Chemical synthesis of erythropoietin glycoforms for insights into the relationship between glycosylation pattern and bioactivity

Abstract

The role of sialyloligosaccharides on the surface of secreted glycoproteins is still unclear because of the difficulty in the preparation of sialylglycoproteins in a homogeneous form. We selected erythropoietin (EPO) as a target molecule and designed an efficient synthetic strategy for the chemical synthesis of a homogeneous form of five EPO glycoforms varying in glycosylation position and the number of human-type biantennary sialyloligosaccharides. A segment coupling strategy performed by native chemical ligation using six peptide segments including glycopeptides yielded homogeneous EPO glycopeptides, and folding experiments of these glycopeptides afforded the correctly folded EPO glycoforms. In an in vivo erythropoiesis assay in mice, all of the EPO glycoforms displayed biological activity, in particular the EPO bearing three sialyloligosaccharides, which exhibited the highest activity. Furthermore, we observed that the hydrophilicity and biological activity of the EPO glycoforms varied depending on the glycosylation pattern. This knowledge will pave the way for the development of homogeneous biologics by chemical synthesis.

Keywords: Biotechnology; chemical glycoprotein synthesis; chemical protein synthesis; glycoprotein; glycosylation; oligosaccharide.

Fig. 1. Structure of the EPO glycoforms and sialyloligosaccharide.

(A) Primary structure of EPO 2 showing the amino acid sequence, glycosylation sites, ligation sites (red circle), and disulfide bonds (red dotted line). The glutamine at position 78 was substituted with alanine. (B) Structure of the asparaginyl sialyloligosaccharide 1 used for the chemical synthesis of a sialylglycopeptide-α-thioester in Boc SPPS. Sialic acid was protected as a phenacyl (Pac) ester, shown in magenta. (C) Acceleration of hydrolysis by an intramolecular acid catalyst.

Fig. 2. Scheme for the synthesis of the EPO glycoforms by chemical ligation.

The suitably glycosylated or nonglycosylated segments of [1–28], [29–49], and [79–97] were selected depending on the synthesis of EPO glycoforms 2 to 6 assembled by peptide ligation reactions. The full-length polypeptides were folded to form a three-dimensional structure through oxidative folding methods. Conditions: (i) NCL; (ii) conversion of thiazolidine into cysteine; (iii) deprotection of the Pac and formyl groups; (iv) deprotection of the Pac group; (v) thioesterification of hydrazide; (vi) desulfurization; (vii) deprotection of the Acm group.

Fig. 3. Proposed EPO in vitro folding process.

All folding intermediates were analyzed by trypsin digestion and subsequent MS/MS analyses. The analysis revealed that the disulfide bond Cys²⁹-Cys³³ formed first under redox conditions.

Fig. 4. Characterization of EPO glycoforms 2 to 6.

(A) (a to e) ESI mass spectra of EPO glycoforms 2 to 6. All mass spectra are not of the ESI-MS data derived from the top area of the HPLC profile. All mass spectra were measured with total solution of individual EPO glycoforms isolated. (B) RP-HPLC chromatogram and ESI-MS spectrum of folded 2. (C) CD spectra of EPO glycoforms 2 to 6 in 0.1% TFA aq.

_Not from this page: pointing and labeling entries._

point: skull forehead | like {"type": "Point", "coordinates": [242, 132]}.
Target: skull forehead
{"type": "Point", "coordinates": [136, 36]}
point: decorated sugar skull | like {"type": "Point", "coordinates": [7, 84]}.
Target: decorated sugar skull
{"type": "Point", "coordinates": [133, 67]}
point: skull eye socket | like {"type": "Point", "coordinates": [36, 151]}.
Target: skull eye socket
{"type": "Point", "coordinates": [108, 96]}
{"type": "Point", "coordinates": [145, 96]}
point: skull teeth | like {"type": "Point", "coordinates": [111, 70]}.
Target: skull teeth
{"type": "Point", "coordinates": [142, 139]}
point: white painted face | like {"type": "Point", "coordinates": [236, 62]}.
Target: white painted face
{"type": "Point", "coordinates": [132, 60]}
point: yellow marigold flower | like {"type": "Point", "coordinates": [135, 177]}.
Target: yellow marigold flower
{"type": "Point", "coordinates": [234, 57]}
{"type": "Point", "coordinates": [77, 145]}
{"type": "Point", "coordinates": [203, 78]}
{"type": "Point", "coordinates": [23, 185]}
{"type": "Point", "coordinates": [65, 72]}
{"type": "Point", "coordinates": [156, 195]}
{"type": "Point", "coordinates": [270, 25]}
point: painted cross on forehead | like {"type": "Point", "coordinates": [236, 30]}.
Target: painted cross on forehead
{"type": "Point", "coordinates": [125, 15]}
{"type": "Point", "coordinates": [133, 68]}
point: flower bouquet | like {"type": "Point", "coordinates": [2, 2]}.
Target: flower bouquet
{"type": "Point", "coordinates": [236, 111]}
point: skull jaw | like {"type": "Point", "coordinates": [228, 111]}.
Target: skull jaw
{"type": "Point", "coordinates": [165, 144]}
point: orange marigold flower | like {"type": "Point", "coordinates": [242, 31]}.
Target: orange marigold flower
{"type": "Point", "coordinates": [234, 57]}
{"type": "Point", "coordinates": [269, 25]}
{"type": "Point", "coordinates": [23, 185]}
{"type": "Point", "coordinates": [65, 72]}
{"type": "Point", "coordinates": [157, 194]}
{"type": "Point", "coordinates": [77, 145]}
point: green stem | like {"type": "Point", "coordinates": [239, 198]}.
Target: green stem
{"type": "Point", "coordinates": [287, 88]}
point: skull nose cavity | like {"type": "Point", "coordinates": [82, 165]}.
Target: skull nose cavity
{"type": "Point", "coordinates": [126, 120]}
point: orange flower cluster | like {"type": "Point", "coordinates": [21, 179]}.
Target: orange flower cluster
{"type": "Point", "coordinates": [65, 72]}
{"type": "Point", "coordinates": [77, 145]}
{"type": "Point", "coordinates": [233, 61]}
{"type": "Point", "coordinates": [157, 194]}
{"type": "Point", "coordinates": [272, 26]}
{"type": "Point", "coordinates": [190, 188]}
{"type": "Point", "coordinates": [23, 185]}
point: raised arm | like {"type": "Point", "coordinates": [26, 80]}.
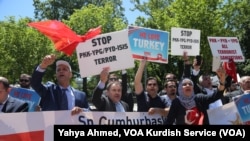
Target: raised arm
{"type": "Point", "coordinates": [138, 77]}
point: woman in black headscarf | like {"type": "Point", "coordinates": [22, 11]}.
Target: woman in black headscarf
{"type": "Point", "coordinates": [190, 108]}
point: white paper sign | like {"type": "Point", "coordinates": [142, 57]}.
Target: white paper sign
{"type": "Point", "coordinates": [216, 63]}
{"type": "Point", "coordinates": [185, 40]}
{"type": "Point", "coordinates": [106, 50]}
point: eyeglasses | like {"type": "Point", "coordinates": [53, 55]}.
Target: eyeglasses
{"type": "Point", "coordinates": [171, 86]}
{"type": "Point", "coordinates": [185, 84]}
{"type": "Point", "coordinates": [113, 79]}
{"type": "Point", "coordinates": [24, 80]}
{"type": "Point", "coordinates": [151, 84]}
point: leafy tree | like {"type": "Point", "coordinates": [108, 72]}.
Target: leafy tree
{"type": "Point", "coordinates": [21, 48]}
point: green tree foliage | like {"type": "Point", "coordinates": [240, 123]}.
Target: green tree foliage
{"type": "Point", "coordinates": [63, 9]}
{"type": "Point", "coordinates": [21, 48]}
{"type": "Point", "coordinates": [214, 18]}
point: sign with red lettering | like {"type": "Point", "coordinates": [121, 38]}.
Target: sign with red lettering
{"type": "Point", "coordinates": [185, 40]}
{"type": "Point", "coordinates": [27, 95]}
{"type": "Point", "coordinates": [107, 50]}
{"type": "Point", "coordinates": [226, 48]}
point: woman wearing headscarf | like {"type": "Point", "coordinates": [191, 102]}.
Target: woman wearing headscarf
{"type": "Point", "coordinates": [190, 108]}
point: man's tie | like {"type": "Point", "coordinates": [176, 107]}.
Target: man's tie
{"type": "Point", "coordinates": [64, 102]}
{"type": "Point", "coordinates": [119, 107]}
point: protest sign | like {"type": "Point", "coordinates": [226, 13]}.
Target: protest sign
{"type": "Point", "coordinates": [185, 40]}
{"type": "Point", "coordinates": [107, 50]}
{"type": "Point", "coordinates": [149, 43]}
{"type": "Point", "coordinates": [226, 48]}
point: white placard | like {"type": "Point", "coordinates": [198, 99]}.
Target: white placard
{"type": "Point", "coordinates": [216, 63]}
{"type": "Point", "coordinates": [226, 48]}
{"type": "Point", "coordinates": [185, 40]}
{"type": "Point", "coordinates": [106, 50]}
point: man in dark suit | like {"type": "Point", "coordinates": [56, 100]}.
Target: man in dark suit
{"type": "Point", "coordinates": [10, 104]}
{"type": "Point", "coordinates": [111, 100]}
{"type": "Point", "coordinates": [59, 96]}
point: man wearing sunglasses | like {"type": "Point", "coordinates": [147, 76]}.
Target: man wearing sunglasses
{"type": "Point", "coordinates": [148, 100]}
{"type": "Point", "coordinates": [24, 81]}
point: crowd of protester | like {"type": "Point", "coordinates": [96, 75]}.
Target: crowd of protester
{"type": "Point", "coordinates": [178, 101]}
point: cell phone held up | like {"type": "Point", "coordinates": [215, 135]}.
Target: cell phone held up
{"type": "Point", "coordinates": [198, 59]}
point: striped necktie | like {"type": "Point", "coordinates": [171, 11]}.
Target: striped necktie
{"type": "Point", "coordinates": [119, 107]}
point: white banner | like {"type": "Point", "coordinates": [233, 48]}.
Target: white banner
{"type": "Point", "coordinates": [38, 126]}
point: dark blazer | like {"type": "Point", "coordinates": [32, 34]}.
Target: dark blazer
{"type": "Point", "coordinates": [51, 94]}
{"type": "Point", "coordinates": [15, 105]}
{"type": "Point", "coordinates": [103, 103]}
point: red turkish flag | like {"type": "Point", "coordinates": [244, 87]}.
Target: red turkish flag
{"type": "Point", "coordinates": [230, 68]}
{"type": "Point", "coordinates": [64, 39]}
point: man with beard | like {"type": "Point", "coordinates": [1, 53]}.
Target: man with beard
{"type": "Point", "coordinates": [60, 96]}
{"type": "Point", "coordinates": [171, 91]}
{"type": "Point", "coordinates": [149, 100]}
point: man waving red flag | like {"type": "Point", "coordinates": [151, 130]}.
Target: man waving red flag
{"type": "Point", "coordinates": [230, 68]}
{"type": "Point", "coordinates": [64, 39]}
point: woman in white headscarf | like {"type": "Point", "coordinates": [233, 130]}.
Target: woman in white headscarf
{"type": "Point", "coordinates": [190, 108]}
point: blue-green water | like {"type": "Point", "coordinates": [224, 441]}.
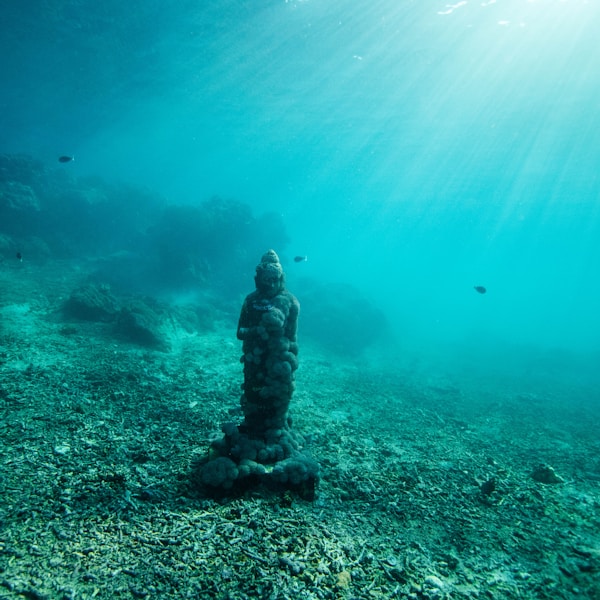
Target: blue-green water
{"type": "Point", "coordinates": [415, 149]}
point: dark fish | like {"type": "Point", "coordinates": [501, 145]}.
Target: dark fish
{"type": "Point", "coordinates": [489, 486]}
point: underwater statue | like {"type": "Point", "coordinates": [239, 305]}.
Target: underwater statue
{"type": "Point", "coordinates": [263, 448]}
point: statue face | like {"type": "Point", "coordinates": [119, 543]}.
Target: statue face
{"type": "Point", "coordinates": [268, 283]}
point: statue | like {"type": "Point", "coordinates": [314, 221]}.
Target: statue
{"type": "Point", "coordinates": [263, 448]}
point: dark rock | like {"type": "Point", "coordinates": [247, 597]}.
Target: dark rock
{"type": "Point", "coordinates": [92, 303]}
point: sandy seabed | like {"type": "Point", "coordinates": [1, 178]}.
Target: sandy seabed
{"type": "Point", "coordinates": [425, 488]}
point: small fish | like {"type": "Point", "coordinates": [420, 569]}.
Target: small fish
{"type": "Point", "coordinates": [489, 486]}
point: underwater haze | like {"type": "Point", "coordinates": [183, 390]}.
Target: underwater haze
{"type": "Point", "coordinates": [414, 149]}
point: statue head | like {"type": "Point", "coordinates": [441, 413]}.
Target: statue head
{"type": "Point", "coordinates": [269, 278]}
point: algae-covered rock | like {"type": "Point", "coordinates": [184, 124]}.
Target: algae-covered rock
{"type": "Point", "coordinates": [143, 324]}
{"type": "Point", "coordinates": [92, 303]}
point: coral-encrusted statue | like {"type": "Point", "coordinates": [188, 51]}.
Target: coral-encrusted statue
{"type": "Point", "coordinates": [263, 448]}
{"type": "Point", "coordinates": [267, 326]}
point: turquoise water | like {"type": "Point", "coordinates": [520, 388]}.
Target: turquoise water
{"type": "Point", "coordinates": [415, 149]}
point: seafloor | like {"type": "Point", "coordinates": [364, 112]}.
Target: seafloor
{"type": "Point", "coordinates": [425, 492]}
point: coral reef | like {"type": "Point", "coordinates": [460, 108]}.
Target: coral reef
{"type": "Point", "coordinates": [263, 448]}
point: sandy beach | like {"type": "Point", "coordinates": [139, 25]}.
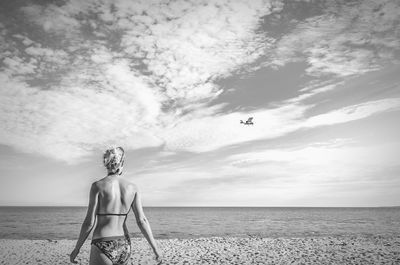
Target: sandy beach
{"type": "Point", "coordinates": [221, 250]}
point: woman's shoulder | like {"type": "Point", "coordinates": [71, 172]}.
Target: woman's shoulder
{"type": "Point", "coordinates": [128, 184]}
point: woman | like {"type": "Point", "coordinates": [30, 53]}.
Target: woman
{"type": "Point", "coordinates": [111, 199]}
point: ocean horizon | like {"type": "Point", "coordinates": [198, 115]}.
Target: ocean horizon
{"type": "Point", "coordinates": [63, 222]}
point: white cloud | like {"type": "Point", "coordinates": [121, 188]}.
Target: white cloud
{"type": "Point", "coordinates": [144, 74]}
{"type": "Point", "coordinates": [354, 112]}
{"type": "Point", "coordinates": [346, 40]}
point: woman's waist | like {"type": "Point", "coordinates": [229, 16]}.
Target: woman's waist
{"type": "Point", "coordinates": [110, 238]}
{"type": "Point", "coordinates": [108, 231]}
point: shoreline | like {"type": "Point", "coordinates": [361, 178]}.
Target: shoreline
{"type": "Point", "coordinates": [350, 249]}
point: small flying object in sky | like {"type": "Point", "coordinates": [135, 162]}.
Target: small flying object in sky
{"type": "Point", "coordinates": [248, 122]}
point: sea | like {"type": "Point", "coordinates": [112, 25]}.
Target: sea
{"type": "Point", "coordinates": [193, 222]}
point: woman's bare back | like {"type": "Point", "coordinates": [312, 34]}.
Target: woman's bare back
{"type": "Point", "coordinates": [115, 198]}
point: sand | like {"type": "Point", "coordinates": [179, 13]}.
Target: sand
{"type": "Point", "coordinates": [229, 250]}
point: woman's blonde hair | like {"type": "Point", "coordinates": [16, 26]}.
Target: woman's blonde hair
{"type": "Point", "coordinates": [113, 160]}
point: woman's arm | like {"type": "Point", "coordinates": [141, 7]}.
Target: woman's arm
{"type": "Point", "coordinates": [88, 223]}
{"type": "Point", "coordinates": [143, 224]}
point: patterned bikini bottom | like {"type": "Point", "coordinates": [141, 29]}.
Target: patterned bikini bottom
{"type": "Point", "coordinates": [116, 248]}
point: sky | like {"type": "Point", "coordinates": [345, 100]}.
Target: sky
{"type": "Point", "coordinates": [169, 81]}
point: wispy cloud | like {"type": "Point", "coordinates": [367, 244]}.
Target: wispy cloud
{"type": "Point", "coordinates": [89, 74]}
{"type": "Point", "coordinates": [348, 39]}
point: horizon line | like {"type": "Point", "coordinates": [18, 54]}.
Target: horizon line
{"type": "Point", "coordinates": [218, 206]}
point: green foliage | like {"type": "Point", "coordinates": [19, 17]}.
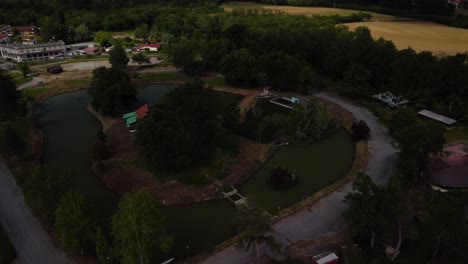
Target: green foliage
{"type": "Point", "coordinates": [24, 68]}
{"type": "Point", "coordinates": [8, 253]}
{"type": "Point", "coordinates": [254, 226]}
{"type": "Point", "coordinates": [310, 122]}
{"type": "Point", "coordinates": [364, 214]}
{"type": "Point", "coordinates": [74, 222]}
{"type": "Point", "coordinates": [81, 33]}
{"type": "Point", "coordinates": [103, 38]}
{"type": "Point", "coordinates": [138, 229]}
{"type": "Point", "coordinates": [419, 140]}
{"type": "Point", "coordinates": [15, 144]}
{"type": "Point", "coordinates": [180, 129]}
{"type": "Point", "coordinates": [140, 58]}
{"type": "Point", "coordinates": [9, 97]}
{"type": "Point", "coordinates": [141, 31]}
{"type": "Point", "coordinates": [43, 188]}
{"type": "Point", "coordinates": [111, 90]}
{"type": "Point", "coordinates": [104, 251]}
{"type": "Point", "coordinates": [118, 57]}
{"type": "Point", "coordinates": [360, 131]}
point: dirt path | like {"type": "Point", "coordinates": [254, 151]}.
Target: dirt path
{"type": "Point", "coordinates": [325, 216]}
{"type": "Point", "coordinates": [31, 242]}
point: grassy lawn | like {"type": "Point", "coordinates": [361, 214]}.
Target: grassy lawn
{"type": "Point", "coordinates": [214, 81]}
{"type": "Point", "coordinates": [457, 133]}
{"type": "Point", "coordinates": [32, 92]}
{"type": "Point", "coordinates": [308, 11]}
{"type": "Point", "coordinates": [164, 76]}
{"type": "Point", "coordinates": [419, 35]}
{"type": "Point", "coordinates": [78, 82]}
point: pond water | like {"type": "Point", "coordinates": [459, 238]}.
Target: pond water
{"type": "Point", "coordinates": [70, 131]}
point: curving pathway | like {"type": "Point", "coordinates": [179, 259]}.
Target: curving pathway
{"type": "Point", "coordinates": [31, 242]}
{"type": "Point", "coordinates": [325, 216]}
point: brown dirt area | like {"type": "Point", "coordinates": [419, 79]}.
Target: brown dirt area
{"type": "Point", "coordinates": [419, 35]}
{"type": "Point", "coordinates": [125, 173]}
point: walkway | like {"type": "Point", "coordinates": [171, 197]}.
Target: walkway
{"type": "Point", "coordinates": [31, 242]}
{"type": "Point", "coordinates": [325, 216]}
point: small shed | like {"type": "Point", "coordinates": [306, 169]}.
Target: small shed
{"type": "Point", "coordinates": [325, 258]}
{"type": "Point", "coordinates": [434, 116]}
{"type": "Point", "coordinates": [142, 112]}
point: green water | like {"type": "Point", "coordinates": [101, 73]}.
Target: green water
{"type": "Point", "coordinates": [70, 131]}
{"type": "Point", "coordinates": [316, 166]}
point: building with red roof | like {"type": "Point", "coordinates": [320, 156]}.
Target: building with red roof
{"type": "Point", "coordinates": [3, 38]}
{"type": "Point", "coordinates": [143, 111]}
{"type": "Point", "coordinates": [150, 47]}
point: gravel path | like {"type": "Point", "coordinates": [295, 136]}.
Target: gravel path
{"type": "Point", "coordinates": [31, 242]}
{"type": "Point", "coordinates": [325, 216]}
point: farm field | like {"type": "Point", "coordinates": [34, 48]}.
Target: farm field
{"type": "Point", "coordinates": [308, 11]}
{"type": "Point", "coordinates": [419, 35]}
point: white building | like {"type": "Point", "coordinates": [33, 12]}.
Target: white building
{"type": "Point", "coordinates": [44, 51]}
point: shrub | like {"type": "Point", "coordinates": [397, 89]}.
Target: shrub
{"type": "Point", "coordinates": [360, 131]}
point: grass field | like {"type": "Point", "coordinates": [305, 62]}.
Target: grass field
{"type": "Point", "coordinates": [419, 35]}
{"type": "Point", "coordinates": [308, 11]}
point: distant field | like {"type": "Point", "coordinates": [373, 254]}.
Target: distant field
{"type": "Point", "coordinates": [419, 35]}
{"type": "Point", "coordinates": [308, 11]}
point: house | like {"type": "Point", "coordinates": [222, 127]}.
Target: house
{"type": "Point", "coordinates": [92, 51]}
{"type": "Point", "coordinates": [150, 47]}
{"type": "Point", "coordinates": [325, 258]}
{"type": "Point", "coordinates": [44, 51]}
{"type": "Point", "coordinates": [443, 119]}
{"type": "Point", "coordinates": [132, 118]}
{"type": "Point", "coordinates": [3, 38]}
{"type": "Point", "coordinates": [391, 100]}
{"type": "Point", "coordinates": [55, 69]}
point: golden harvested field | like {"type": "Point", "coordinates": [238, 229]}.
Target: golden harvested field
{"type": "Point", "coordinates": [308, 11]}
{"type": "Point", "coordinates": [419, 35]}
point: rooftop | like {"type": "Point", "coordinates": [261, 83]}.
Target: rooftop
{"type": "Point", "coordinates": [437, 117]}
{"type": "Point", "coordinates": [22, 46]}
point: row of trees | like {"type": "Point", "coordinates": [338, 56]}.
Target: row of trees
{"type": "Point", "coordinates": [137, 229]}
{"type": "Point", "coordinates": [299, 54]}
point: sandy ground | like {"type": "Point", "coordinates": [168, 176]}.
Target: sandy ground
{"type": "Point", "coordinates": [30, 240]}
{"type": "Point", "coordinates": [419, 35]}
{"type": "Point", "coordinates": [325, 216]}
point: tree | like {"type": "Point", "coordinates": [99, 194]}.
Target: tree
{"type": "Point", "coordinates": [360, 131]}
{"type": "Point", "coordinates": [363, 215]}
{"type": "Point", "coordinates": [24, 68]}
{"type": "Point", "coordinates": [81, 33]}
{"type": "Point", "coordinates": [9, 97]}
{"type": "Point", "coordinates": [140, 58]}
{"type": "Point", "coordinates": [111, 89]}
{"type": "Point", "coordinates": [138, 228]}
{"type": "Point", "coordinates": [184, 56]}
{"type": "Point", "coordinates": [103, 248]}
{"type": "Point", "coordinates": [74, 222]}
{"type": "Point", "coordinates": [254, 226]}
{"type": "Point", "coordinates": [103, 38]}
{"type": "Point", "coordinates": [309, 122]}
{"type": "Point", "coordinates": [118, 57]}
{"type": "Point", "coordinates": [180, 129]}
{"type": "Point", "coordinates": [15, 144]}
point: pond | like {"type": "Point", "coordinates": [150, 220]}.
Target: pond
{"type": "Point", "coordinates": [70, 131]}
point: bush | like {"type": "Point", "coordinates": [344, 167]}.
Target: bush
{"type": "Point", "coordinates": [282, 178]}
{"type": "Point", "coordinates": [360, 131]}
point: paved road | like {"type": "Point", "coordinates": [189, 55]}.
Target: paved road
{"type": "Point", "coordinates": [32, 243]}
{"type": "Point", "coordinates": [326, 215]}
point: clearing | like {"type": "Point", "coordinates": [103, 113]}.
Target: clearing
{"type": "Point", "coordinates": [419, 35]}
{"type": "Point", "coordinates": [307, 11]}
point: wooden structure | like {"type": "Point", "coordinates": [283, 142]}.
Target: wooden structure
{"type": "Point", "coordinates": [391, 100]}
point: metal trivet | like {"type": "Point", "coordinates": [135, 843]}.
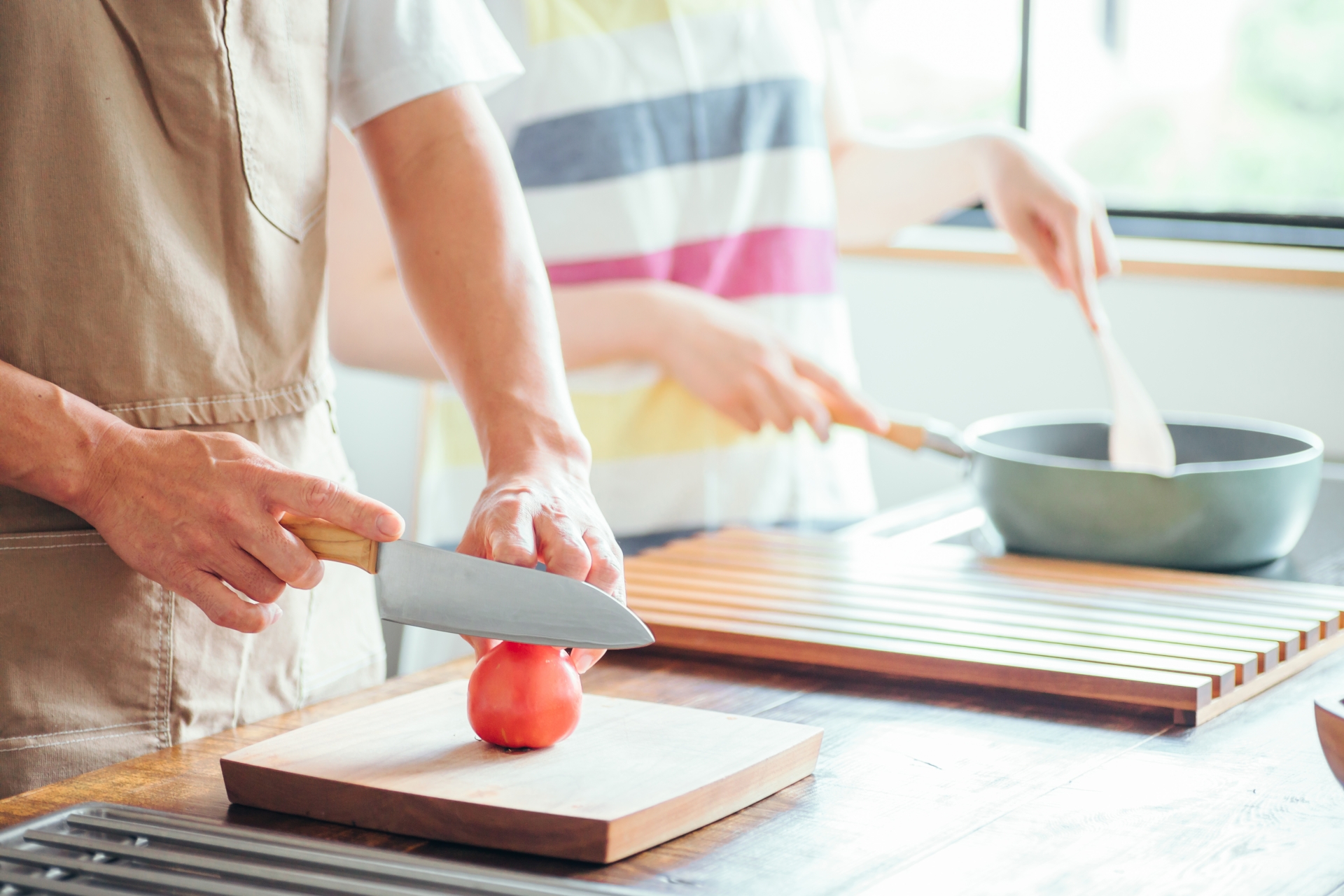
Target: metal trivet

Fig. 5. Characterization of the EPO glycoforms.

(A) RP-HPLC chromatogram of a mixture of EPO glycoforms 2 to 6 to obtain insight into their hydrophobicity assessed by the elution time. Compounds 2, 4, 5, and 6 (3.0 μg each) and 3 (4.5 μg) were mixed, and the resultant solution was injected in RP-HPLC. Retention time: 2, 33.38 min; 3, 33.99 min; 4, 34.52 min; 5, 38.64 min; 6, 35.35 min. (B) Cell proliferation assay. Orange circle, synthetic EPO^{N24, N38, N83} 2; gray triangle, EPOGIN. (C) EPO protein surface, with the three N-glycosylation sites highlighted in purple. The hydrophilic amino acids are shown in yellow, and the hydrophobic amino acids are shown in orange [the model was created from the NMR structure of human EPO (Protein Data Bank: 1BUY)]. (D) In vivo hematopoietic activity of the synthesized EPO glycoforms and EPOGIN. The concentrations of 2 to 7 were set at 1.4 μM. Sample 7 was a misfolded form of EPO 4. Sample 8 was a mixture of 2 to 6 (individual EPO glycoform concentration was set at 0.28 μM, but total EPO protein concentration was 1.4 μM). Blue bar, 0 days; red bar, 2 days; green bar, 5 days; purple bar, 7 days.